The trend, as with Amundsen, is south, south, south. Here's the chart adults use to look at commodities
by Tom Keene
July 8, 2015 — 1:03 PM COT
Photographer: Andrey Rudakov/Bloomberg
Pardon the interruption. I was repositioning my vast equity holdings when the New York Stock Exchange had the audacity to shut down. So I glanced at pork bellies and wondered: How are commodities doing?
For many, the question is about the next gallon of gas. Petrol cost $1.46 per gallon some 20 years ago, adjusted for inflation. I guess that means it is rich now, at about $2.70. Gas in 1931 was about the same as in 2015, around $2.76.
How are commodities doing? I find great disagreement and—too often—faulty analysis stemming from cluelessness about the long view. Here is a short-term snapshot, ready made for media panic:
Yet that is still how amateurs (all right, informed amateurs) look at the commodity market.
Here is how professionals—particularly pros with a grounding in economics—look at commodities:
That's the chart adults use as the foundation for shorter-term analysis. If you don't have this chart in long-term memory, ugliness happens in the short-term speculative space. This six-decade chart is adjusted for inflation. The real price of commodities has declined some 60 percent over the half-century (the red trend line). Commodity pros start every analysis knowing that the structural trend in commodities is south. It is normal for commodities to depreciate.
Other than the early petro 70's and recent China-driven joy, the trend is not your inflation-adjusted friend.
The yellow trend line offers a rough answer to the question: What would the trend be if we looked only at the trend moments and tried to forget the two bouts of boom? I grabbed the ~1982-2002 regression. It beautifully extrapolates back to the trend of ~1956-1971. More interesting, I extrapolate the regression forward, beyond the recent inflation-adjusted advance, into the foggy future. It goes without saying that a return to trend (red) or to an approximate no-boom trend (yellow, the lower right) is something that most are not considering.

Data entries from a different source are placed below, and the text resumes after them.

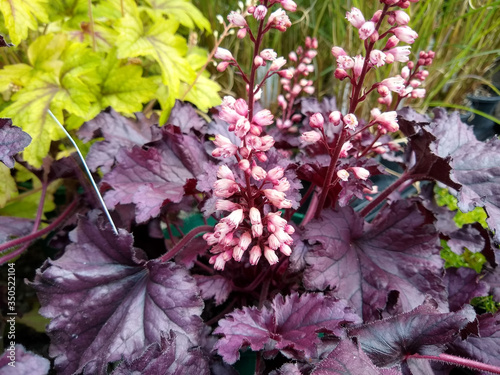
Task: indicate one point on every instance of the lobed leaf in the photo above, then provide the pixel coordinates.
(107, 301)
(393, 264)
(290, 324)
(425, 330)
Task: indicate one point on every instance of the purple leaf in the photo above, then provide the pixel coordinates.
(107, 302)
(185, 117)
(463, 285)
(215, 286)
(14, 227)
(165, 358)
(397, 255)
(12, 141)
(346, 359)
(424, 330)
(119, 132)
(484, 347)
(154, 177)
(290, 324)
(19, 361)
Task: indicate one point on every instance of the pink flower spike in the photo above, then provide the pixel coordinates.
(377, 58)
(350, 121)
(277, 64)
(263, 118)
(223, 54)
(222, 66)
(268, 54)
(366, 30)
(358, 65)
(270, 255)
(225, 172)
(237, 19)
(405, 34)
(360, 173)
(316, 121)
(402, 18)
(388, 120)
(289, 5)
(343, 175)
(255, 254)
(310, 137)
(338, 51)
(260, 12)
(258, 173)
(355, 17)
(334, 118)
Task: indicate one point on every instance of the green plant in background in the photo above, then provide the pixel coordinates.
(463, 32)
(77, 57)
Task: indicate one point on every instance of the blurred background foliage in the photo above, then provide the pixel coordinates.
(464, 34)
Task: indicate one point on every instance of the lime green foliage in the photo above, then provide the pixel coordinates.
(467, 259)
(128, 55)
(486, 303)
(444, 198)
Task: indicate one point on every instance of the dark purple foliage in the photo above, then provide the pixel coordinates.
(346, 359)
(107, 301)
(24, 362)
(396, 256)
(463, 285)
(167, 358)
(485, 346)
(290, 324)
(424, 330)
(12, 141)
(119, 132)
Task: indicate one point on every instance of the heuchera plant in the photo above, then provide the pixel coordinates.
(303, 248)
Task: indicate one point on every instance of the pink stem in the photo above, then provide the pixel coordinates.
(451, 359)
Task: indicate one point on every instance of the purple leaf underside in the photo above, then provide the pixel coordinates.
(397, 256)
(107, 302)
(291, 324)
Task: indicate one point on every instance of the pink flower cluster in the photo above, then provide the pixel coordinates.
(297, 82)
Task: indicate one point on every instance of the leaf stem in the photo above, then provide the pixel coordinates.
(182, 243)
(34, 236)
(465, 362)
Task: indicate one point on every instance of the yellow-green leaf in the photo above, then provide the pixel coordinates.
(21, 15)
(181, 10)
(123, 86)
(204, 94)
(159, 43)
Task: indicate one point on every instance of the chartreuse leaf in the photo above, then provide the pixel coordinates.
(21, 15)
(123, 86)
(181, 10)
(70, 83)
(159, 43)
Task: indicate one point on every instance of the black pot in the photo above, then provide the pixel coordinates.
(483, 128)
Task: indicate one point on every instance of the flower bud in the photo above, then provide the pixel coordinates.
(343, 175)
(334, 118)
(310, 137)
(360, 173)
(355, 17)
(260, 12)
(316, 121)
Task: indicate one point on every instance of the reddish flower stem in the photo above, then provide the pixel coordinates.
(451, 359)
(35, 235)
(355, 100)
(182, 243)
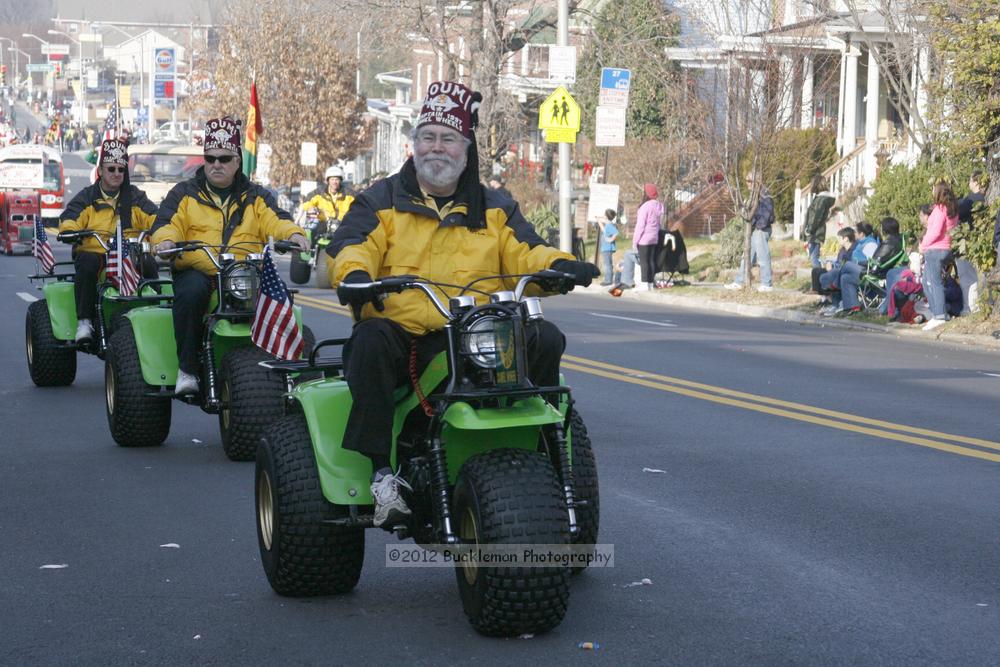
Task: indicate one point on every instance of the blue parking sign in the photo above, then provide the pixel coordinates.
(615, 85)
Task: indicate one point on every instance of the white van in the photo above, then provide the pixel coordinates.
(157, 168)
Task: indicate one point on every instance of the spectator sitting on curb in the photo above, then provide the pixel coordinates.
(828, 282)
(892, 245)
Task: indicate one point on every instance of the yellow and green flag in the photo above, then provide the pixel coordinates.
(255, 126)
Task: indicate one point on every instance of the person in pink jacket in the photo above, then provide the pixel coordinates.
(936, 249)
(647, 232)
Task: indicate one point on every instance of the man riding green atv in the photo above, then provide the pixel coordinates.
(142, 367)
(52, 327)
(487, 448)
(318, 230)
(491, 459)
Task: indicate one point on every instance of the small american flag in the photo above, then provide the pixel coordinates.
(111, 125)
(121, 270)
(41, 249)
(274, 328)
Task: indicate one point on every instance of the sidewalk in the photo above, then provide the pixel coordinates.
(675, 296)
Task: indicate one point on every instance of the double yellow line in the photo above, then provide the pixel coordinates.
(911, 435)
(843, 421)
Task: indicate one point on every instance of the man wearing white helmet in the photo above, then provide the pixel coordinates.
(333, 203)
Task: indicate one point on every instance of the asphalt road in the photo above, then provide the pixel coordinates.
(826, 497)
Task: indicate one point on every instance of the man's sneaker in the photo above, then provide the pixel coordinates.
(84, 331)
(186, 383)
(830, 311)
(389, 504)
(934, 323)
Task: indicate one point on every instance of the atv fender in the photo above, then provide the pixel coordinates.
(61, 301)
(154, 339)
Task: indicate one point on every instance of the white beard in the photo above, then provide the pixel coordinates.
(440, 171)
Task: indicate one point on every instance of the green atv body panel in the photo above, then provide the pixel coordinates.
(345, 475)
(154, 338)
(61, 302)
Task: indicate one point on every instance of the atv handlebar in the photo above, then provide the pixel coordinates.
(549, 279)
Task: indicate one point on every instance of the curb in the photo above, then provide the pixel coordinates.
(795, 316)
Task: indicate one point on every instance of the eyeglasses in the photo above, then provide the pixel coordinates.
(445, 139)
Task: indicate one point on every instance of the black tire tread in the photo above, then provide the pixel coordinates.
(53, 365)
(255, 400)
(308, 558)
(585, 485)
(520, 503)
(139, 420)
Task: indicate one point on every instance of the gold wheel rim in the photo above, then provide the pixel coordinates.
(265, 509)
(469, 533)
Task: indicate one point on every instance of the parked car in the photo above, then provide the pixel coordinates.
(157, 168)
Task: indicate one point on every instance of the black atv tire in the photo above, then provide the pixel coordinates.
(252, 398)
(50, 362)
(322, 276)
(585, 487)
(511, 496)
(135, 419)
(301, 555)
(300, 269)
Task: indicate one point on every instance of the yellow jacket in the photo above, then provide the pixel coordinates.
(393, 230)
(190, 212)
(331, 207)
(91, 210)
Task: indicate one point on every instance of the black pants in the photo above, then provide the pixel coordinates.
(647, 261)
(192, 291)
(87, 265)
(376, 362)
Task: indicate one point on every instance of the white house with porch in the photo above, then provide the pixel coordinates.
(829, 67)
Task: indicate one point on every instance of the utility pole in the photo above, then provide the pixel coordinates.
(565, 187)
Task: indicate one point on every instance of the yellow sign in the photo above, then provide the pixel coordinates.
(558, 112)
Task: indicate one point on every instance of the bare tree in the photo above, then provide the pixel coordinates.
(305, 83)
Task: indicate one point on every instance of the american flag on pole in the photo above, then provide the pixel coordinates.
(41, 249)
(121, 270)
(274, 329)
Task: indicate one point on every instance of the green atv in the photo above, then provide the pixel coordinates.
(489, 458)
(319, 232)
(50, 327)
(141, 368)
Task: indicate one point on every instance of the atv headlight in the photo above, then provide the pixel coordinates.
(479, 341)
(241, 282)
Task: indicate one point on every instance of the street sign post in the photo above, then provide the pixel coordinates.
(615, 84)
(559, 117)
(562, 64)
(308, 154)
(610, 127)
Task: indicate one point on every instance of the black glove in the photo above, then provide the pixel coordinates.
(357, 296)
(583, 272)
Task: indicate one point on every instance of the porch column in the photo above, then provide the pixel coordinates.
(808, 115)
(871, 117)
(849, 136)
(787, 78)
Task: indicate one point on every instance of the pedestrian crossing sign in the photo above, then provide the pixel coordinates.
(559, 115)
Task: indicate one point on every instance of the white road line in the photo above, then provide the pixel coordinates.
(633, 319)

Why do commodities trend south? There is a debatable set of answers, but there is overwhelming agreement that "technological progress" is the arch-reason. Over the eons, centuries, and last two quarters, we have generated the gross engineering to do commodities better.
So how are commodities doing? Commodities are beyond enticing, and offer a great way to turn $423,000 into $178,235.74. Just try to keep in mind the brute force of the trend.